Donc le répertoire /usr/lib/gcc-lib/i686-pc-linux-gnu/3.3.5 n'existe pas. Et chez toi ??

----------

## Enlight

 *bosozoku wrote:*   

> Bonjour,
> 
> j'ai un probleme avec jpeg qui ne veut pas compiler.
> 
> Je suis un peu embeter car je suis en plein installation et donc firefox, fluxbox ou fvwm ne peuvent pas compiler puisqu'ils requierent jpeg.
> ...

 

Ah??? t'es tombé sur qui???? (dasn les stats j'étais un des plus gros bavards de ce chan  :Confused:  )

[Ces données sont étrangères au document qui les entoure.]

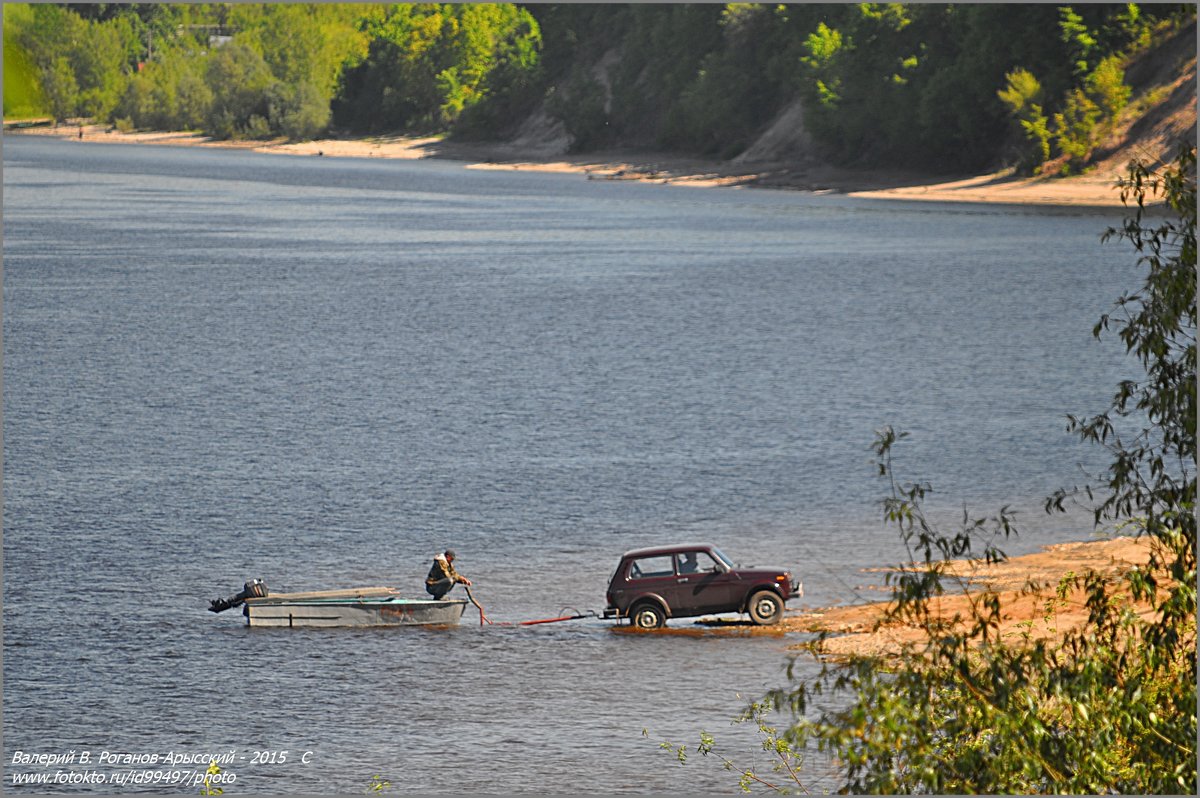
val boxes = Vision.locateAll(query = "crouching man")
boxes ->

sinon à mon avis tu peux tenter le gcc-config, le revdep-rebuild et sinon faudra "finder" les libs en questions et faires des liens symboliques là où il les cherche.

fais quand même un source /etc/profile et un env-update (enfin le 2è en premier)

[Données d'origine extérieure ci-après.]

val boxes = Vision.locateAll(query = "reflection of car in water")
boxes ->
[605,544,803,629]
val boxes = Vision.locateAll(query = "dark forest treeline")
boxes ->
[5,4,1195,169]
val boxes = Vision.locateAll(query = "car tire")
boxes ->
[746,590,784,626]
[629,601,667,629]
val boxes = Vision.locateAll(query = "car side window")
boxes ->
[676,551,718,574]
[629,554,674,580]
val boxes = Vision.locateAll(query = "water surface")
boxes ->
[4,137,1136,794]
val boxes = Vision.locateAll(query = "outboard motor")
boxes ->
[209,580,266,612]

et fais nous un echo ${LDPATH} pour voir.

edit : poste voir le  /etc/env.d/05gcc stpLast edited by Enlight on Thu Jun 09, 2005 9:35 am; edited 2 times in total

----------

## bosozoku

Bon je retire ce que j'ai dit sur #gentoofr (enfin y'en a certains qui sont vraiment tres tres  con) car certains m'ont bien aides !

Et d'ailleurs ca remarche  :Very Happy: 

Un lien symbolique qu'il manquait. Tres etonnant ce genre de probleme en stable...

Voici la solution : 

ls -l /usr/lib/gcc-lib/i686-pc-linux-gnu/3.3.5

lrwxrwxrwx  1 root root 15 jun  9 11:34 /usr/lib/gcc-lib/i686-pc-linux-gnu/3.3.5 -> 3.3.5-20050130/

Il n'y avait pas ce lien. Je l'ai rajoute et ca passe comme une fleur.

Je mets en resolu !  :Very Happy: 

----------

## kernelsensei

probleme vu sur les autres forums cette semaine, essaye de re-emerger libtool

----------

## kernelsensei

 *bosozoku wrote:*   

> Bon je retire ce que j'ai dit sur #gentoofr (enfin y'en a certains qui sont vraiment tres tres  con) car certains m'ont bien aides !
> 
> Et d'ailleurs ca remarche 
> 
> Un lien symbolique qu'il manquait. Tres etonnant ce genre de probleme en stable...
> ...

 

ce lien est degueulasse et ne doit pas exister, c'est pas bien de faire ca ..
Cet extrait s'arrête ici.